Historical Performance
Q2 FY2026 vs. Q2 FY2025
| Category | Q2 FY2026 | Q2 FY2025 | Change (%) |
| Total Revenue | $157.7M | $187.1M | -16% |
| Irrigation Revenue | $141.2M | $148.1M | -5% |
| – North America | $71.0M | $77.1M | -8% |
| – International | $70.2M | $71.0M | -1% |
| Infrastructure Revenue | $16.5M | $38.9M | -58% |
| Gross Profit | $42.3M | $62.5M | -32.30% |
| Operating Income | $13.0M | $32.1M | -59% |
| Operating Margin | 8.30% | 17.20% | -890 bps |
| Net Earnings | $12.0M | $26.6M | -55% |
| Diluted EPS | $1.15 | $2.44 | -53% |
| Total Operating Expenses | $29.3M | $30.4M | -3.50% |
| Cash & Equivalents | $186.1M | $172.0M | 8.20% |
| Order Backlog | $151.8M | $127.0M | 19.50% |
Competitor Comparison
Lindsay Corporation vs. Valmont Industries
Lindsay Corporation’s primary peer in the irrigation and infrastructure equipment space is Valmont Industries (NYSE: VMI). Both companies are headquartered in Omaha, Nebraska and serve overlapping agricultural and infrastructure end markets. However, their financial reporting periods differ – Lindsay’s fiscal year ends in August, while Valmont’s is calendar-year based making direct quarter-to-quarter comparisons approximate.
| Category | Lindsay (LNN) Q2 FY2026 (ended Feb 28, 2026) | Valmont (VMI) Q4 FY2025 (ended Dec 27, 2025) | Change YoY |
| Total Revenue | $157.7M | ~$1.04B | LNN -16%; VMI +0.1% |
| Agriculture/Irrigation Revenue | $141.2M (Irrigation) | ~$222.7M (Agriculture Segment) | LNN -5%; VMI -19.9% |
| Operating Income | $13.0M | ~$116.5M | LNN -59%; VMI -2.9% |
| Net Earnings / EPS | $1.15 diluted | $9.05 diluted (GAAP) / $4.92 adj. | LNN -53%; VMI EPS +135.7% (aided by tax benefit) |
| Operating Margin | 8.30% | ~11.2% | LNN compressed from 17.2%; VMI down modestly |
| Key Driver | MENA project deliveries, Road Zipper absence | Utility infrastructure strength, Brazil credit losses | Mixed demand across both |
Valmont’s Q4 FY2025 EPS jump was largely driven by a one-time $3.98 tax benefit from the Prospera wind-down; adjusted EPS of $4.92 grew a more modest 28.1%. Both companies are navigating similar headwinds: soft North American agricultural demand due to low commodity prices, Brazil credit constraints, and high interest rates dampening farmer capital spending.
How the Market Reacted?
Lindsay Corporation’s stock suffered a sharp post-earnings selloff, reaching a new 52-week low of $102.87–$105.07 on April 2, 2026, the day results were announced down from a prior close of $117.15. The stock declined more than 9% in extended trading to around $105.91 after the results, which fell substantially short of analyst expectations on both EPS and revenue fronts. The disappointing results reflected a -32.35% EPS surprise (actual $1.15 vs. expected $1.70) and a -9.1% revenue miss ($157.7 million vs. expected ~$173.5 million).

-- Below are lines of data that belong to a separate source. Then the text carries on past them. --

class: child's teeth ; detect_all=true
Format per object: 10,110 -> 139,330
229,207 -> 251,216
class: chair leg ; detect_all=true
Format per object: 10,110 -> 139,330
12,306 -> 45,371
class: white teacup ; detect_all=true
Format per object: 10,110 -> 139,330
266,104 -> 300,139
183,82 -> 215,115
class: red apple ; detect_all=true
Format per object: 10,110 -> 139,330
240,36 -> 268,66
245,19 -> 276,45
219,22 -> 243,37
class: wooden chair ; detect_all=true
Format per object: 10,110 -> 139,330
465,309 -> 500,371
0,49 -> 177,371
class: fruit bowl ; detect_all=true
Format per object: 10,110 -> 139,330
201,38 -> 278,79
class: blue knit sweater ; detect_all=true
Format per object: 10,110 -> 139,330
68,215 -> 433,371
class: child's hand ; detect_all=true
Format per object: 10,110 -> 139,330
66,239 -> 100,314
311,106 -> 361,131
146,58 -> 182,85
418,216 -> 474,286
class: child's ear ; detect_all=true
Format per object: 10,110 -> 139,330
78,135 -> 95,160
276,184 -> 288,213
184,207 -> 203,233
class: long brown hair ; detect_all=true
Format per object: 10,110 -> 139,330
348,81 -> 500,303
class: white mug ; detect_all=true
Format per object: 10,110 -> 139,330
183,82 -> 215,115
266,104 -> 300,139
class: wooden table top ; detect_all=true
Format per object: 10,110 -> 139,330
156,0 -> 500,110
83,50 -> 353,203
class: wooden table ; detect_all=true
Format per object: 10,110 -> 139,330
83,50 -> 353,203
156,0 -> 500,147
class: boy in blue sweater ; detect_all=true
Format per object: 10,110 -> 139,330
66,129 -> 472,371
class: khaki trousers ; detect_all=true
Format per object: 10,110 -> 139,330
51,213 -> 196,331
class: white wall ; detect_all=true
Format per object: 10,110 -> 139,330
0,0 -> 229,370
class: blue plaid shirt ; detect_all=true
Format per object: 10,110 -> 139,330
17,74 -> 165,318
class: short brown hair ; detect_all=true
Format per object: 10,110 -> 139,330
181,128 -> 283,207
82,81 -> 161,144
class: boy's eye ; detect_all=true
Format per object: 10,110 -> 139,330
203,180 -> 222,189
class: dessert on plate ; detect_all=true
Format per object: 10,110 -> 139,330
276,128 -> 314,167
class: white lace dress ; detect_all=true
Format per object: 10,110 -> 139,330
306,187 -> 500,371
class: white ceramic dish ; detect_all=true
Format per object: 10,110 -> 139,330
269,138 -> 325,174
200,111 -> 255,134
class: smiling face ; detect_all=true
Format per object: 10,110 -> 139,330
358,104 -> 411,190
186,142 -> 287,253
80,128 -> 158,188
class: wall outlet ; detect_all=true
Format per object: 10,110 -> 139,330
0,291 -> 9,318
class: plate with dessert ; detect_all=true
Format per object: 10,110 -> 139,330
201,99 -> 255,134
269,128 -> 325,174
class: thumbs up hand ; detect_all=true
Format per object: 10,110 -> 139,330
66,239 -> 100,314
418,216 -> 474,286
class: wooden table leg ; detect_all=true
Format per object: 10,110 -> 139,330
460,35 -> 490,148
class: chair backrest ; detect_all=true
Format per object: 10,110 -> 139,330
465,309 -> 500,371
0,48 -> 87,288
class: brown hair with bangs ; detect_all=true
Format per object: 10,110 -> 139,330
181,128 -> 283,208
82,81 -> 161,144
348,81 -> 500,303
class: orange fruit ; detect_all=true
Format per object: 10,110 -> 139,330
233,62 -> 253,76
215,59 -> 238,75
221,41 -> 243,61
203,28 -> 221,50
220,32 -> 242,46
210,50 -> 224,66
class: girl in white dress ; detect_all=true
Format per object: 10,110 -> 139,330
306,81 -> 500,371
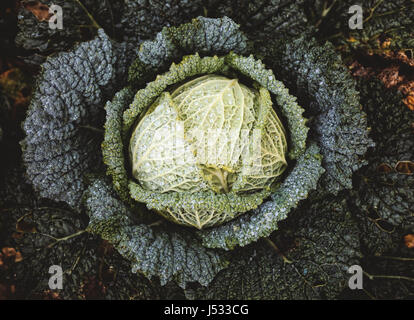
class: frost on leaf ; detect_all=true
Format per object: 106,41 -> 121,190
22,30 -> 116,207
129,75 -> 287,229
186,198 -> 361,300
266,37 -> 374,194
85,179 -> 227,288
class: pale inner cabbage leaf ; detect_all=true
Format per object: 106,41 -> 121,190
129,74 -> 287,193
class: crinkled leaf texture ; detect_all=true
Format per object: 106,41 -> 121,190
90,18 -> 323,281
85,179 -> 228,288
123,53 -> 308,229
186,197 -> 361,300
264,36 -> 374,194
350,79 -> 414,255
22,30 -> 131,207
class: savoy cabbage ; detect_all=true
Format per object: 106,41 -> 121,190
9,1 -> 413,299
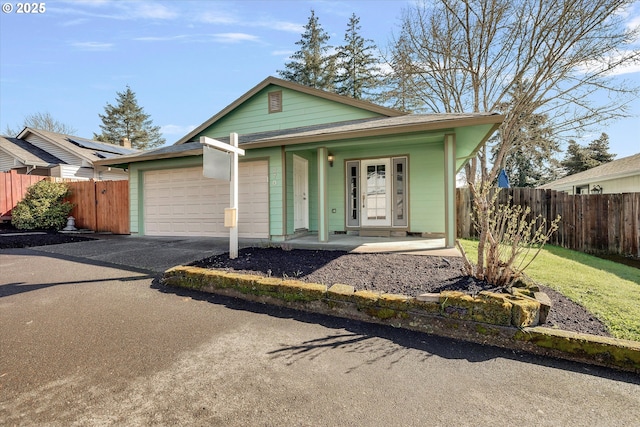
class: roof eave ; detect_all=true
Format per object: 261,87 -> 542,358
17,127 -> 95,163
173,76 -> 407,145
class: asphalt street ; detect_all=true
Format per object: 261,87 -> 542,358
0,238 -> 640,427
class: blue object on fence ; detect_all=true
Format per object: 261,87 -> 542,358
498,169 -> 511,188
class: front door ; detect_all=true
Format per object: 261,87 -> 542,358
293,155 -> 309,230
360,159 -> 392,227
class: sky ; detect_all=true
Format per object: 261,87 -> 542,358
0,0 -> 640,158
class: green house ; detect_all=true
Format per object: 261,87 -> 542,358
99,77 -> 503,247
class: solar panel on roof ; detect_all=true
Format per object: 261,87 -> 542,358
69,138 -> 138,155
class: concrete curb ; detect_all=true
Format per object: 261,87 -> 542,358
162,266 -> 640,373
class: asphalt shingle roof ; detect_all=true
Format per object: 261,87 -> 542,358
0,136 -> 65,166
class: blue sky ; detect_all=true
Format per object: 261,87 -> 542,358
0,0 -> 640,158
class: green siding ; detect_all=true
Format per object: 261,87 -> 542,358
287,134 -> 445,233
201,85 -> 380,138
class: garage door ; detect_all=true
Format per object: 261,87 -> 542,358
143,161 -> 269,238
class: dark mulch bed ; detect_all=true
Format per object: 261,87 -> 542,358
192,248 -> 611,336
0,224 -> 93,249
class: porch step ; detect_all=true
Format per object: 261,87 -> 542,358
360,229 -> 391,237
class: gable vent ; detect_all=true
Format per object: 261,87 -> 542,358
269,91 -> 282,113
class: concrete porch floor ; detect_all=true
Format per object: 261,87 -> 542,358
281,234 -> 461,257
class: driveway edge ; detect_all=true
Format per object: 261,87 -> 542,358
162,266 -> 640,373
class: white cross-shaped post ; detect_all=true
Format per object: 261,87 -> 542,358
200,133 -> 244,259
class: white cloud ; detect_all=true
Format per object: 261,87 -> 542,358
198,11 -> 238,25
271,50 -> 296,58
71,42 -> 113,51
254,20 -> 304,34
213,33 -> 260,43
160,125 -> 196,135
579,50 -> 640,76
133,33 -> 260,43
133,34 -> 193,42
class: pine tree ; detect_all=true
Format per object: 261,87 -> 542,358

Investor sentiment was decidedly bearish, compounded by management’s cautious guidance citing ongoing North American irrigation market softness, Middle East conflict uncertainty affecting the MENA project, and Brazil credit headwinds expected to persist into the near term. The stock’s 52-week high of $150.96 underscores the severity of the decline, as LNN has shed roughly 32% from its peak over the past year.